Passar um tempo em harmonia com a natureza nos ensina a cuidar de nosso entorno e de nós mesmos como parte desse ambiente. Que somos apenas uma pequena parte de um imenso ecossistema conectado, cuidadosamente equilibrado, no qual nossas ações criam reações. Ele nos ensina a perspectiva da sustentabilidade. Ele nos ensina a perspectiva necessária para tentar fazer a diferença.

Como disse esta semana por Ken Burns em seu discurso a Stanford: “Visite nossos Parques Nacionais, a pura majestade deles pode lembrá-lo de sua própria insignificância atômica, como observou um observador.
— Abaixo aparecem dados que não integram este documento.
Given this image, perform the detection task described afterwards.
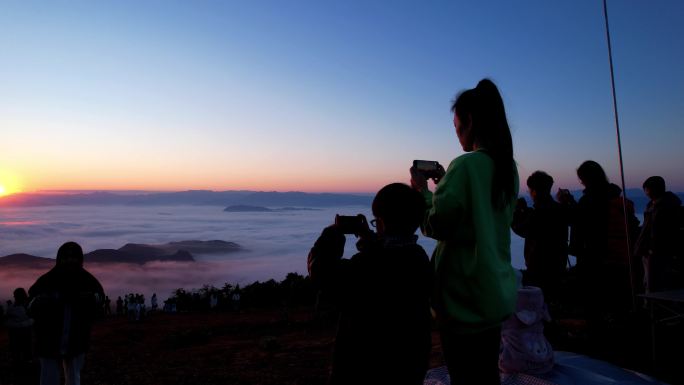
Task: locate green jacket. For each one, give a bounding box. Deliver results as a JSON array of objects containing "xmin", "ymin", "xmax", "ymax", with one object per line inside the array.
[{"xmin": 421, "ymin": 150, "xmax": 518, "ymax": 333}]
Mas nas formas inescrutáveis ​​da natureza, você se sentirá maior, inspirado, assim como o egoísta em nosso meio é diminuído por sua auto-estima. Insista em heróis. E seja um ”.

5) Gratidão

Tenho a sorte de poder experimentar muitos lugares incríveis que as viagens me levaram, incluindo a realidade atual, igualdade, desigualdade e perspectiva. Tenho sorte de ter nascido em um país ocidental e rico, que me proporcionou tempo, oportunidade e passaporte britânico para realizar essas viagens. Sou grato por ser a pessoa que sou, por ter feito essas escolhas na vida para aproveitar as oportunidades, que não vieram sem sacrifícios conscientes, mas significaram o mundo. Sou muito grato não apenas por tirar essas lembranças, mas por continuar carregando essas coisas dentro de mim, por me informar e me guiar adiante.

Mas, por todas as lições do momento atual, igualdade e desigualdade, isso ainda é tudo da perspectiva do turista. Devemos agradecer principalmente àqueles que nos acolhem, a pessoas e lugares, cuja perspectiva inspira e que nos permite experimentar o mundo em toda a sua maravilhosa vitalidade.